The Pentagon said it had a total of 5,113 warheads in its nuclear stockpile at the end of September, down 84 percent from a peak of 31,225 in 1967. The arsenal stood at 22,217 warheads when the Berlin Wall fell in 1989.

These numbers can’t really come as a surprise to anyone with a couple firing synapses. The idea of deterrence through mutually assured destruction was insane from the outset of the Cold War (and its accompanying paranoia). But seriously, a peak of 31,225 warheads? Overkill much? Do that many targets even exist?

From a strategic perspective, considering we say we hope to never use them, I judge that about a dozen warheads ought to do the trick. It might have been necessary in 1967 to have more to ensure delivery at remote targets, but a nuclear submarine can do that handily today if we can merely wait a few days to position the sub before ending the world. Either way, once that genie is let back out of the bottle, all bets are off and every member of the nuclear club will let fly with theirs thinking that it will be millennia before the radioactive dust settles, at which point no one will know whom to blame (or remember the combatants). Even in the unlikely event no one else fires one off in retaliation or sheer recklessness, the fallout — nuclear and otherwise — of such an event will pretty much render the remainder of the arsenal useless. How many detonations does the U.S. get to add to its tally before we incur the wrath of god? Oh, never mind. We’re not really a god-fearing nation in the end.

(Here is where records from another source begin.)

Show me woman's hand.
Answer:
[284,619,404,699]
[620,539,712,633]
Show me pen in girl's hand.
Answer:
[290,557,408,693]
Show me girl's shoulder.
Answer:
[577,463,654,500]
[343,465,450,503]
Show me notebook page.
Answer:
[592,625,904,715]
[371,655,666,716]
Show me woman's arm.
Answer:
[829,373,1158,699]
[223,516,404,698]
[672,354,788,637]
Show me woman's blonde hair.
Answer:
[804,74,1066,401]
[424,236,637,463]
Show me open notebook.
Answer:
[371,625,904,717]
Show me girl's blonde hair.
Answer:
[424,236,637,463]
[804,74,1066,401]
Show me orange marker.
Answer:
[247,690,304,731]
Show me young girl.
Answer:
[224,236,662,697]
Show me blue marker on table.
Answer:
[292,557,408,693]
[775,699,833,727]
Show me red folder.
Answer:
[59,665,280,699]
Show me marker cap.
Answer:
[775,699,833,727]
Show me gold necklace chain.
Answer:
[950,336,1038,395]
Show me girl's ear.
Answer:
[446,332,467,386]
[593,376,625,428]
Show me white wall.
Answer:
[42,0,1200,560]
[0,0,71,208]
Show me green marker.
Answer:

On the bright side, we’re down 84% from the peak some 43 insane years ago. If we reduced to 12 warheads in all as I believe adequate, we would be down another 99.98% or so from our current number and still be just about as safe, which is to say, not very safe at all since the entire planet is armed to the teeth. That fact reveals, ironically, that tax dollars being spent on war defense do almost nothing to protect us anymore. We can kill and terrorize others (and make no mistake, that’s what we’ve been doing with our foreign escapades for decades), but we can’t secure ourselves no matter what the rhetoric might be.

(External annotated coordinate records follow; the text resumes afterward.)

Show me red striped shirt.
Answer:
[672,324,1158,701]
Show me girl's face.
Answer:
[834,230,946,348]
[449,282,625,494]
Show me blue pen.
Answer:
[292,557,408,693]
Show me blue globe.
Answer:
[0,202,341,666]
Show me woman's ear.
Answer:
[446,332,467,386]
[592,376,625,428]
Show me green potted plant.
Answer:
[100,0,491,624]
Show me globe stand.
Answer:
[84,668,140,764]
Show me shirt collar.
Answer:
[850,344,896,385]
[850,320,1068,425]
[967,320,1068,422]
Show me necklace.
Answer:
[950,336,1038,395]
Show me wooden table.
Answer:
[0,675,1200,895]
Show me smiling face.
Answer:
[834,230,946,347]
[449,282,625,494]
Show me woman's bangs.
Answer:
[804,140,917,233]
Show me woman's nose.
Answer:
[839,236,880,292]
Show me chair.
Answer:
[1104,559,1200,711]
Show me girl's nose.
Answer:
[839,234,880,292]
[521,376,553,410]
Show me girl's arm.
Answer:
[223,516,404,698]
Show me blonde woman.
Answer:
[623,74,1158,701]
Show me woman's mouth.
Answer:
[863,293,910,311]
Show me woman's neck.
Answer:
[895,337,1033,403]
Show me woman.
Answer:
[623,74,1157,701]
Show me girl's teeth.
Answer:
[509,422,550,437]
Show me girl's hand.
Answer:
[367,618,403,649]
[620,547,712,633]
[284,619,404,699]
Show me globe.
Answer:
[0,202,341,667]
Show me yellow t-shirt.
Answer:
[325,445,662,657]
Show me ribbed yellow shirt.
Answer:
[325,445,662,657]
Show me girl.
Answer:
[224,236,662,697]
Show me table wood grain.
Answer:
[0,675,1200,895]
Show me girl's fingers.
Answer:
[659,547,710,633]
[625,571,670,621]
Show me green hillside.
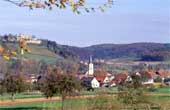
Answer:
[0,42,62,63]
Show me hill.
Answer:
[0,35,170,62]
[52,43,170,61]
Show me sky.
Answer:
[0,0,170,47]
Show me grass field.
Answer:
[0,97,170,110]
[0,87,170,100]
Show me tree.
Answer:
[0,80,5,95]
[38,67,81,110]
[118,75,148,110]
[57,74,81,110]
[3,0,113,14]
[38,68,61,98]
[3,73,26,100]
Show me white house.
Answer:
[91,77,100,88]
[81,77,100,88]
[86,56,94,76]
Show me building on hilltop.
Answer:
[17,34,42,44]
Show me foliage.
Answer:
[38,65,61,98]
[38,67,81,110]
[118,75,148,110]
[3,0,113,14]
[3,73,27,100]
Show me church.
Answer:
[81,56,100,88]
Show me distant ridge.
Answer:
[0,35,170,61]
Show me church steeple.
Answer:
[88,56,94,75]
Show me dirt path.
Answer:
[0,94,170,106]
[0,95,94,106]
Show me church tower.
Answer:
[88,56,94,75]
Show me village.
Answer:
[24,57,170,89]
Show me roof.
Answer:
[81,77,94,82]
[96,75,106,82]
[112,74,127,83]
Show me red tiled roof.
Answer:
[96,75,106,82]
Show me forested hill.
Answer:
[0,35,170,61]
[44,42,170,61]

Only a few new products make a strong enough impression on me to make me want to feature them with my approval or disapprobation. Perhaps you can guess which side of the divide this product falls on:

Although the Young Explorer is offered for sale (at an unnecessarily hefty price) to childcare facilities, its breathless sales pitch is really meant to strike fear in the hearts in foolish parents anxious that their child will fall behind at the start of life:

In this age of technology we think it is essential that children learn about computers as early as possible. This technology can enhance critical and cognitive thinking skills, problem-solving abilities and analytical thinking. Having child-appropriate computers and software in your facility shows parents that you understand the important role technology plays in providing an enriched learning environment for their child’s growth. It’s a hallmark way to set you apart from other childcare facilities.

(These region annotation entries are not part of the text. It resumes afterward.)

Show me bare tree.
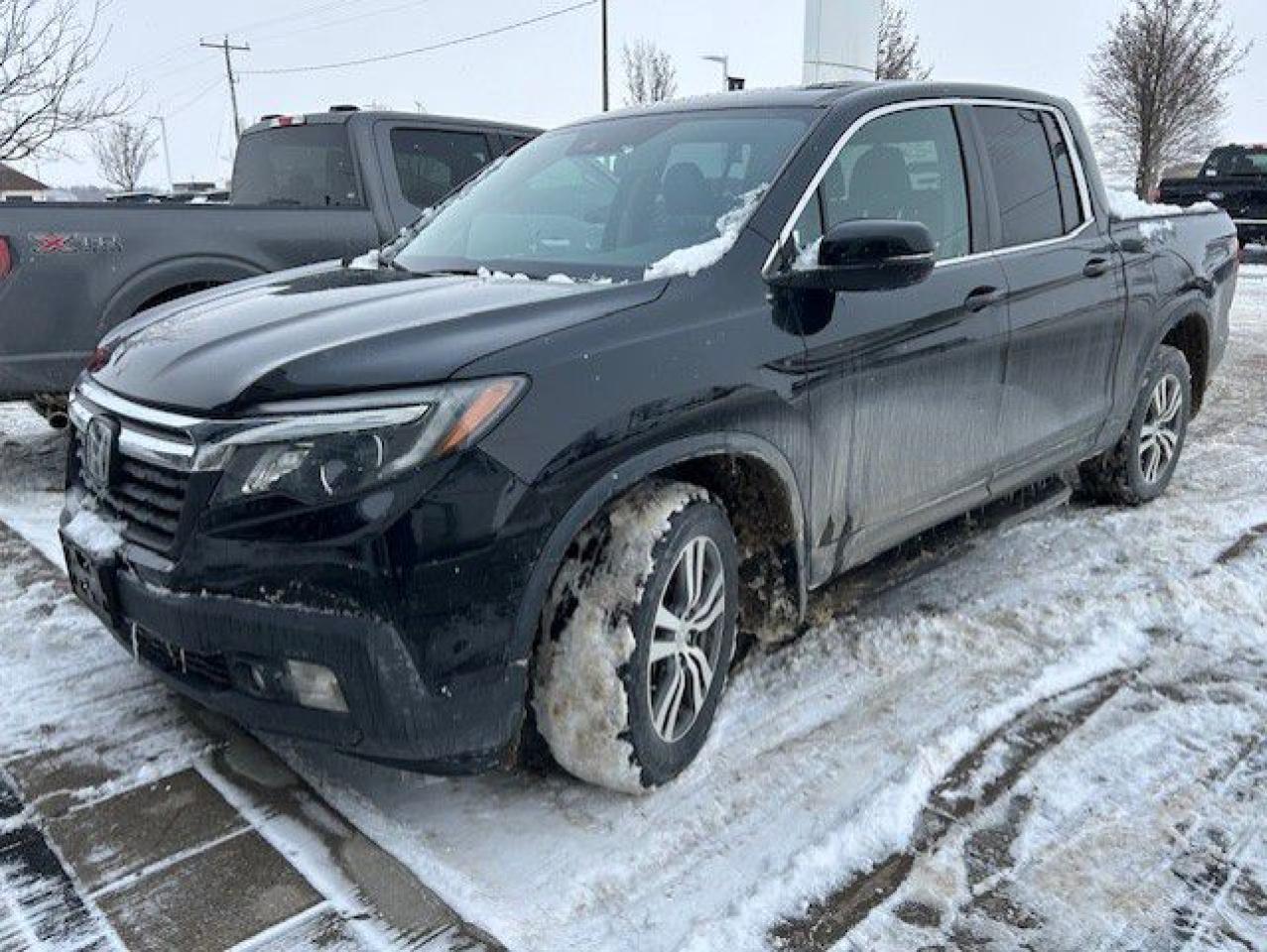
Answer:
[1087,0,1252,198]
[92,119,155,191]
[621,40,678,105]
[0,0,123,161]
[875,0,933,79]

The claim that computer technologies enhance “cognitive thinking skills” [sic] or anything else is specious at best. What it actually does it make children unwitting thralls to technology, not that most people recognize it since they, too, are only too willing to be slavering technophiles.

I caution my friends and acquaintances often about oversaturation with media, especially the electronic sort. I could go nuclear on this particular product, but I think instead I’ll just step away from my computer and this blog before I break something.